Elias se figea. Ses mains s'immobilisèrent sur son bouton de manchette. Son regard s'aiguisa, le gris de ses yeux s'assombrissant comme un orage.

- Pardon ?

- Votre nerf médian n'est pas le problème, continua Aurora, en baissant la voix pour que les agents à proximité ne l'entendent pas. C'est une inflammation systémique qui déclenche un pic neuronal. Vous buvez trop de café et vous ne dormez pas assez. Ça dégrade votre gaine de myéline.

Elias la dévisagea. L'air entre eux s'alourdit. Il avait vu les meilleurs spécialistes de Suisse. Aucun d'entre eux ne l'avait diagnostiqué d'un simple regard dans un commissariat miteux.

- Qui êtes-vous ? demanda-t-il, la voix basse et menaçante.

- Juste un témoin, dit Aurora. Elle se leva, attrapant sa valise. Essayez le magnésium et la racine de valériane. Et dormez.

Elle n'attendit pas sa réponse. Elle se dirigea vers la sortie, ses talons claquant en rythme sur le linoléum.

Elias resta figé sur place. La douleur dans sa tête pulsa, un rappel brutal qu'elle avait raison.

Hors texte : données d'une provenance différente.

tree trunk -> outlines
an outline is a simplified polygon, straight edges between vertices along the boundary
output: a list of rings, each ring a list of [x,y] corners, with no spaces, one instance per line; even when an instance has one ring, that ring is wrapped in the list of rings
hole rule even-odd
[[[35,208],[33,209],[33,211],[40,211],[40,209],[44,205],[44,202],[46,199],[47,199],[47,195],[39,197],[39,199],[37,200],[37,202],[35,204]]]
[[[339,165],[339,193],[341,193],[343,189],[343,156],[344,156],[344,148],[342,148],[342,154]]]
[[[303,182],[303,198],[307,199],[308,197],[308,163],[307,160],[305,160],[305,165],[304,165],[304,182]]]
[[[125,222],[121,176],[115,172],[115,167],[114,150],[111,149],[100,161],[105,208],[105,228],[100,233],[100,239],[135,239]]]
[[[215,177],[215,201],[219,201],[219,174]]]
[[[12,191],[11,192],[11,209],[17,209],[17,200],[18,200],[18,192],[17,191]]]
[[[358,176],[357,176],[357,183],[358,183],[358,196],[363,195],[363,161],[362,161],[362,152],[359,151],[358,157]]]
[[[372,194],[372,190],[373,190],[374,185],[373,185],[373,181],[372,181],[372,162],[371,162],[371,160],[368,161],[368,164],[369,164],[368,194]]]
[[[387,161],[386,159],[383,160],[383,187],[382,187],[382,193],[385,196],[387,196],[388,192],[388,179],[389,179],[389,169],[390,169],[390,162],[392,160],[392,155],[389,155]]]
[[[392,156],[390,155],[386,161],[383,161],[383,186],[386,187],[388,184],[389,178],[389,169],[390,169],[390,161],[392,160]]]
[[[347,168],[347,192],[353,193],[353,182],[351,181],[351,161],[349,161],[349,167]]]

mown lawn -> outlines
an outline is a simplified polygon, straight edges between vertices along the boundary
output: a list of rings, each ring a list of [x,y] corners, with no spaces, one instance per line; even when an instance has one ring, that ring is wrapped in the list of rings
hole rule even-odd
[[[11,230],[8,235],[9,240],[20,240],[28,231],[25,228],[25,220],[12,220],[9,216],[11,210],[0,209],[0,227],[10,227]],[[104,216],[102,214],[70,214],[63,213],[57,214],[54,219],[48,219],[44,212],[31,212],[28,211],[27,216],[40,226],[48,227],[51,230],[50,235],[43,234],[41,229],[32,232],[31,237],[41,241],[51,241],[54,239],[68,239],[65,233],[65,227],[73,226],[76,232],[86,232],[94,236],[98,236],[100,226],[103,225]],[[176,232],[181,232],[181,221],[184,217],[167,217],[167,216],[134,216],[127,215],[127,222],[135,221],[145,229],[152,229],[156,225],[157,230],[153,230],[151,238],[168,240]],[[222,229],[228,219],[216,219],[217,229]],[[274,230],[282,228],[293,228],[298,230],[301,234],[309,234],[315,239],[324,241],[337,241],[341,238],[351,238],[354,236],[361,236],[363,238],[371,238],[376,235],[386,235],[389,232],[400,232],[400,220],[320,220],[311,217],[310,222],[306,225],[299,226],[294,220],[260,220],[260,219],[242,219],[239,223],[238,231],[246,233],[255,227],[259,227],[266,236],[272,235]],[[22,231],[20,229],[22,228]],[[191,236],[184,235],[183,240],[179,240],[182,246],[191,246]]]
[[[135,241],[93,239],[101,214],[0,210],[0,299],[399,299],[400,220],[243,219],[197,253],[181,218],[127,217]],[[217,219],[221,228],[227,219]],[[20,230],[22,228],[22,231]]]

Graves apparut à ses côtés.

- La voiture est prête, monsieur.

Elias ne bougea pas tout de suite. Il regarda les portes automatiques se refermer derrière elle.

- Graves, dit Elias.

- Monsieur ?

- Oubliez la vérification standard. Je veux un dossier complet. Où elle est née, ce qu'elle lit, et qui lui a enseigné la médecine.

- Bien, monsieur. Avez-vous son nom ?

- Aurora, murmura Elias, comme pour tester le poids de ce mot. Trouvez-la.